The reduced barriers to entry have encouraged an influx of challenger brands, many of which join the market without the same level of industry knowledge and know-how of the existing players.

That, coupled with an unattractive wholesale market and a lack of support for suppliers when they are struggling, have put paid to many ambitious growth plans and have seen the demise of several of the smaller suppliers. It would appear that slow and steady may well win the race in this market.

However, all suppliers – large and small, low cost and niche value alike – are faced with changes in regulation and escalating compliance costs that could unhinge even the healthiest of balance sheets. Among these, the obligations involved in the smart meter rollout are key.

The interactions suppliers are increasingly being required to support with the DCC, as well as parallel changes to introduce faster and more reliable switching for consumers, imply significant changes to internal IT systems.
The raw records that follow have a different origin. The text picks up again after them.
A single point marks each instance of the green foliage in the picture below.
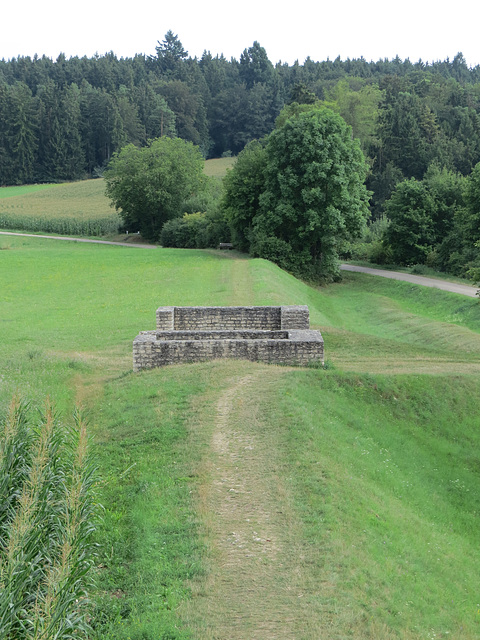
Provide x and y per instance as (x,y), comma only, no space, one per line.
(314,197)
(47,520)
(148,186)
(243,185)
(382,469)
(78,208)
(411,232)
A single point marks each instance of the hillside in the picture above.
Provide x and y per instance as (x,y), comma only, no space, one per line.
(252,501)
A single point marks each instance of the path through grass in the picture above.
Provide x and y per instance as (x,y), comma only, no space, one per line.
(361,486)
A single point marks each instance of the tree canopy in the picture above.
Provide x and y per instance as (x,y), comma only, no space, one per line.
(312,194)
(149,185)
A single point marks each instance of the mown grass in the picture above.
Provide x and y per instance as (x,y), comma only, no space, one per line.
(387,482)
(10,192)
(384,468)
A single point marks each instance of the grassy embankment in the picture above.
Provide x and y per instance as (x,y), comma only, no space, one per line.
(375,461)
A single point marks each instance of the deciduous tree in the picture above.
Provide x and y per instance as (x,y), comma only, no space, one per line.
(148,186)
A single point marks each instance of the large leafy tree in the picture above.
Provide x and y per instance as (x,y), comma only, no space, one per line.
(411,233)
(314,195)
(243,187)
(148,186)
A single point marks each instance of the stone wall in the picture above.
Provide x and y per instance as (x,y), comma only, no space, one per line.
(278,335)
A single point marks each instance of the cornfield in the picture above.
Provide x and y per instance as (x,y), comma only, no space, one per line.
(47,520)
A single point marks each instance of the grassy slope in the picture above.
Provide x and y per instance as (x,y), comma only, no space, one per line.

Smaller suppliers may have an advantage in the race to master these industry changes and keep moving forward. With visibility of end-to-end operations that the bigger beasts in the market can’t hope to achieve, challenger brands can be nimble in adopting modular technologies to handle new industry data flows and integrating these with existing systems, including billing engines.

The increasing availability of “pay as you go” SaaS-based options – including AMT-Sybex’s Marketflow – also plays into their hands by offering payment options that fit with the predominantly op-ex oriented nature of challengers.

The greatest learning from this roundtable was that there is a real appetite to continue building a healthy competitive market and for the smaller suppliers to keep challenging the big six (or whatever they may be called soon). There was a lot of passion shown for a market, based on a wealth of experience around the table, that has been going through a great deal of change and the resounding message was that they all wanted to do the right thing by their customers.

To do this, it’s essential that leaders within challenger brands equip themselves with technologies that can take some of the complexity out of back-office processes, present industry processes clearly, make data more accessible, and free up energy retailers to focus on their customers. They need systems that enable them to communicate effectively with the market and reduce the impact of avoidable market charges while increasing customer satisfaction.